Questo caso è davvero emblematico di come un reato apparentemente “minore”, come il furto d’acqua, possa avere conseguenze molto più ampie quando colpisce un bene culturale di rilievo internazionale come la Reggia di Caserta. L’indagine, partita per capire perché le vasche e le fontane del parco borbonico fossero a secco, ha portato alla scoperta di un allaccio abusivo che sottraeva acqua pubblica per irrigare terreni privati.
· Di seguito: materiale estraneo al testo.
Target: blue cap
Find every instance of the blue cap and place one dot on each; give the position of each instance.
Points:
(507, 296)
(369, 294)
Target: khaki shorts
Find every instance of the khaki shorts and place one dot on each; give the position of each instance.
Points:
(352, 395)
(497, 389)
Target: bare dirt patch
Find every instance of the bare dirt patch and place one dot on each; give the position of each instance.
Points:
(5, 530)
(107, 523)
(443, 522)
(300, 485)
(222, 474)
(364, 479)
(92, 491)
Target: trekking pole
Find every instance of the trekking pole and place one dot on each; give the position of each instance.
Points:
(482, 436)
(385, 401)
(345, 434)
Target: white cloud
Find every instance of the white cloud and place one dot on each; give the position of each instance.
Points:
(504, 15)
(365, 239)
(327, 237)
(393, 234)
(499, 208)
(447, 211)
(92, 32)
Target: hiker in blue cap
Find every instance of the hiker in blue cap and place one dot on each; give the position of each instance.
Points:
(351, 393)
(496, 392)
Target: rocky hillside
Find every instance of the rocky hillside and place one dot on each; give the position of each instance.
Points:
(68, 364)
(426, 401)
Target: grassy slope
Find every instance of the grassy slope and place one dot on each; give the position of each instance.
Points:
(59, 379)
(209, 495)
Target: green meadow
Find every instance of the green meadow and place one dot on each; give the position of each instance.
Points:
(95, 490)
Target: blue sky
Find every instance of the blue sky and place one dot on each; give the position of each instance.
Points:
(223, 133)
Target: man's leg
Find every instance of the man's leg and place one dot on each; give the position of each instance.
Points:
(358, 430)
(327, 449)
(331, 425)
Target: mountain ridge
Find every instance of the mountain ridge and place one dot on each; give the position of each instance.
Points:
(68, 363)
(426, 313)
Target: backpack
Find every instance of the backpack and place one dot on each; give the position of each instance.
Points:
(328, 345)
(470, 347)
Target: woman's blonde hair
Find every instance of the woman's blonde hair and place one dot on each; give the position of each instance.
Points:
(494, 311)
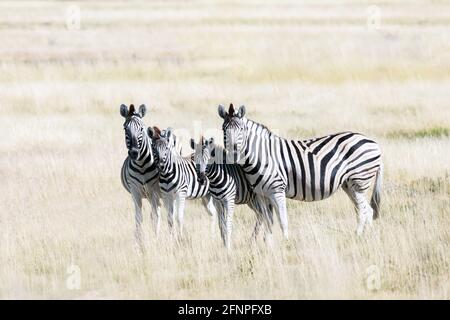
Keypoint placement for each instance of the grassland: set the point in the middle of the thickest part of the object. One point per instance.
(303, 69)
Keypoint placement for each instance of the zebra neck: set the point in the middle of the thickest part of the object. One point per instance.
(145, 158)
(261, 142)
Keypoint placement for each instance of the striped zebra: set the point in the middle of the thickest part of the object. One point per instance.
(177, 177)
(307, 170)
(139, 170)
(228, 186)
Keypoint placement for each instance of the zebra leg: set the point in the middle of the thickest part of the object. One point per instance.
(169, 204)
(221, 220)
(211, 206)
(180, 204)
(137, 199)
(229, 211)
(155, 202)
(279, 201)
(365, 211)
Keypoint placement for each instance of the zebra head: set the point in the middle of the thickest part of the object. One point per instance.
(204, 152)
(135, 131)
(234, 131)
(164, 147)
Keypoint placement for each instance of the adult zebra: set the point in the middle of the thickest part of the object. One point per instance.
(139, 170)
(307, 170)
(178, 179)
(228, 186)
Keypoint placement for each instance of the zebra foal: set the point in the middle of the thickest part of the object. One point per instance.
(228, 186)
(178, 179)
(308, 170)
(139, 172)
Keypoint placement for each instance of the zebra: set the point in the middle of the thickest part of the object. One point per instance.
(178, 178)
(228, 185)
(308, 170)
(139, 171)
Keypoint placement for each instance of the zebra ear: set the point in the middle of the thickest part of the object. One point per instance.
(222, 112)
(150, 133)
(169, 136)
(142, 110)
(123, 110)
(241, 112)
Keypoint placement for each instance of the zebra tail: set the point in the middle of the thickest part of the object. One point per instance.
(376, 196)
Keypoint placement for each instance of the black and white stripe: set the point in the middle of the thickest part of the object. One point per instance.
(139, 170)
(178, 179)
(227, 184)
(307, 170)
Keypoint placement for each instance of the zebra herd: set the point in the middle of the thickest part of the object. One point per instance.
(255, 167)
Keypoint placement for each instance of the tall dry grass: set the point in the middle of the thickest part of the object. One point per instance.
(302, 69)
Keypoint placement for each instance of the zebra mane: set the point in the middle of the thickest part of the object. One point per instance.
(260, 125)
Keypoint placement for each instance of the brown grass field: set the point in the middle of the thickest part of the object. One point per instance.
(303, 69)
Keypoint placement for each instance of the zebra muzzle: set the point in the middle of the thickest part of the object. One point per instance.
(133, 153)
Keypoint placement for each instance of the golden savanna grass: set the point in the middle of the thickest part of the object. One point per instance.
(303, 69)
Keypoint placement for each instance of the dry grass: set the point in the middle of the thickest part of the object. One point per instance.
(303, 70)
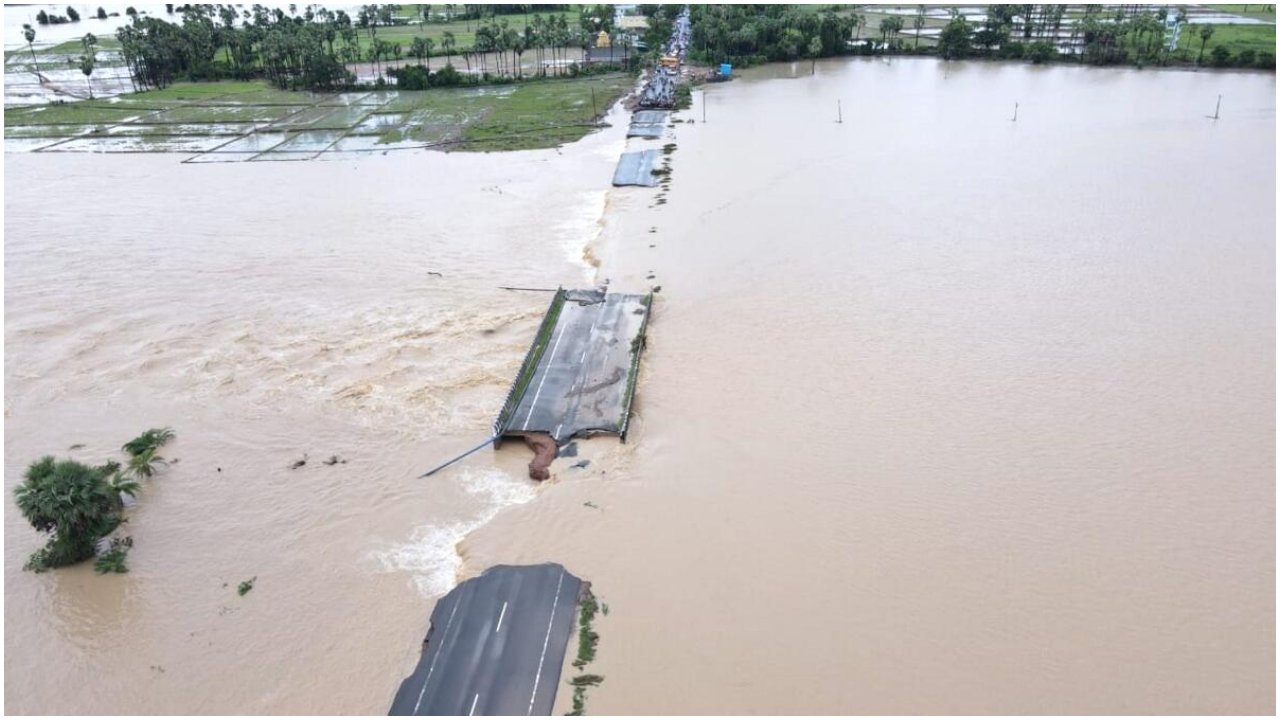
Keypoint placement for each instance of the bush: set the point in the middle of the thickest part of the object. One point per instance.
(113, 560)
(411, 77)
(448, 76)
(1041, 51)
(73, 504)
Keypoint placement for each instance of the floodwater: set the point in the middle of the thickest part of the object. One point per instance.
(940, 413)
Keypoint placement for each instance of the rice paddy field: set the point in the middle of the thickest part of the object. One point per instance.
(251, 121)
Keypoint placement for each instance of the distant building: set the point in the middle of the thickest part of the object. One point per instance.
(613, 54)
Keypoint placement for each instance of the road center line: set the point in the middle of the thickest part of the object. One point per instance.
(551, 621)
(438, 652)
(501, 615)
(549, 359)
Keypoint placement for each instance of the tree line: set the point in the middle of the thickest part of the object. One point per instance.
(1102, 35)
(310, 50)
(746, 35)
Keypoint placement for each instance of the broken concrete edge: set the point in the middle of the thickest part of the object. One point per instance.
(530, 365)
(584, 596)
(629, 396)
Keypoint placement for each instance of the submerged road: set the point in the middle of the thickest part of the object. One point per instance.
(496, 645)
(581, 381)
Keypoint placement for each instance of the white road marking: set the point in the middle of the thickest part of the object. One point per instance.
(432, 669)
(538, 678)
(501, 615)
(554, 347)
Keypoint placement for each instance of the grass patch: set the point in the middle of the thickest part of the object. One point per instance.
(113, 560)
(68, 114)
(1260, 39)
(545, 113)
(586, 636)
(1258, 12)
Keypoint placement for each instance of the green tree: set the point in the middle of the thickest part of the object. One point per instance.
(954, 40)
(87, 59)
(1041, 51)
(145, 464)
(447, 42)
(1206, 32)
(72, 504)
(150, 440)
(30, 35)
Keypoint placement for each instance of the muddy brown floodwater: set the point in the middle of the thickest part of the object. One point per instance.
(938, 413)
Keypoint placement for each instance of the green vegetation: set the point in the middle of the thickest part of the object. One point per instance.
(586, 642)
(586, 636)
(113, 560)
(1234, 39)
(77, 505)
(72, 504)
(746, 35)
(312, 50)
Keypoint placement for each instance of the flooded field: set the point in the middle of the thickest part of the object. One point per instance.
(940, 413)
(228, 122)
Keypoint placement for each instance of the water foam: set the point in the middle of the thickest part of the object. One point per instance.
(430, 555)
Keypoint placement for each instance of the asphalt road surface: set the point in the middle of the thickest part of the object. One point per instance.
(636, 168)
(496, 645)
(580, 383)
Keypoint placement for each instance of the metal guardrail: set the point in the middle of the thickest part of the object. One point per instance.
(529, 365)
(632, 374)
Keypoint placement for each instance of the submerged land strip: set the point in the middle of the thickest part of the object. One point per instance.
(250, 121)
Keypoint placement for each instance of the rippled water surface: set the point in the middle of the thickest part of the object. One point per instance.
(940, 413)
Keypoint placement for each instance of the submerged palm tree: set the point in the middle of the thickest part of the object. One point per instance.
(150, 440)
(30, 35)
(146, 463)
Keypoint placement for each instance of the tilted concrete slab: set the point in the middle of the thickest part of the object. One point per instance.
(496, 645)
(636, 168)
(648, 123)
(579, 377)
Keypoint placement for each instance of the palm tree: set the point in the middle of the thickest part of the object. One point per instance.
(73, 504)
(447, 42)
(150, 440)
(30, 33)
(123, 486)
(146, 463)
(87, 60)
(1206, 32)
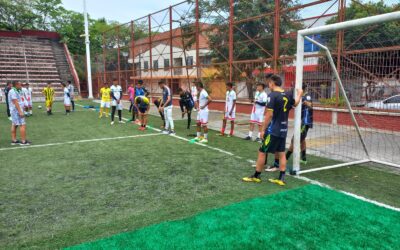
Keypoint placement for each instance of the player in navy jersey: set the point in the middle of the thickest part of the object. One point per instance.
(186, 104)
(306, 123)
(275, 127)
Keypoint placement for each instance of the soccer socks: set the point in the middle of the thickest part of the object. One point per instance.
(282, 175)
(120, 115)
(113, 108)
(288, 154)
(303, 155)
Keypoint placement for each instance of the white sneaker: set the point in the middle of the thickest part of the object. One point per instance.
(204, 141)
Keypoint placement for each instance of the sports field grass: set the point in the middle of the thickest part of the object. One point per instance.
(66, 194)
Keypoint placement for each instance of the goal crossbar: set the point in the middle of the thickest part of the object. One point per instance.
(301, 37)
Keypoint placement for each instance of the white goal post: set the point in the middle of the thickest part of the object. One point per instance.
(301, 37)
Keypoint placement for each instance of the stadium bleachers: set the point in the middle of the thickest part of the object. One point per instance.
(36, 60)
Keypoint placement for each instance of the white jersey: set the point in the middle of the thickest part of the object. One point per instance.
(229, 101)
(116, 91)
(203, 99)
(260, 97)
(193, 92)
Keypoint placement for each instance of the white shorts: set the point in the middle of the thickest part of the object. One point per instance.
(202, 117)
(67, 102)
(257, 117)
(230, 117)
(104, 104)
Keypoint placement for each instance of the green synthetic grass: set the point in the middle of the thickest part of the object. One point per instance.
(306, 218)
(52, 197)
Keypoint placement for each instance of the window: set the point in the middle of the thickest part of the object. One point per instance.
(166, 64)
(189, 61)
(394, 99)
(155, 64)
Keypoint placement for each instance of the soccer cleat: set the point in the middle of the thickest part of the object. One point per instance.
(252, 179)
(25, 143)
(277, 181)
(14, 143)
(204, 140)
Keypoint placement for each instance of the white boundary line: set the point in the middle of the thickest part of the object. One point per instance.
(297, 177)
(73, 142)
(303, 178)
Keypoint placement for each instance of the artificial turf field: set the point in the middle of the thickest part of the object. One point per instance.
(151, 191)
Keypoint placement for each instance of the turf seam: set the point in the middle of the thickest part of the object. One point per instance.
(377, 203)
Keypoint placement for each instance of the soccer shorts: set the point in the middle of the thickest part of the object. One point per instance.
(304, 132)
(67, 102)
(104, 104)
(272, 144)
(118, 106)
(257, 117)
(16, 119)
(49, 103)
(230, 117)
(202, 117)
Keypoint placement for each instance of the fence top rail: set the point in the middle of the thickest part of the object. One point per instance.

Oltre al furto aggravato e continuato di acqua — che già di per sé costituisce un danno per la collettività — l’imprenditore dovrà rispondere di reati ben più gravi: il danneggiamento di un bene culturale dichiarato patrimonio dell’Unesco, l’invasione di terreni o edifici dello Stato e la gestione illecita di rifiuti agricoli. Reati che comportano pene severe, anche perché colpiscono un patrimonio storico, artistico e paesaggistico di inestimabile valore.
Un episodio del genere dimostra quanto sia importante vigilare sulla tutela dei beni culturali, ma anche sull’utilizzo corretto delle risorse naturali. E fa riflettere su quanto possa essere diffusa l’illegalità nel settore agricolo, soprattutto quando si tratta di risorse come l’acqua, sempre più preziose.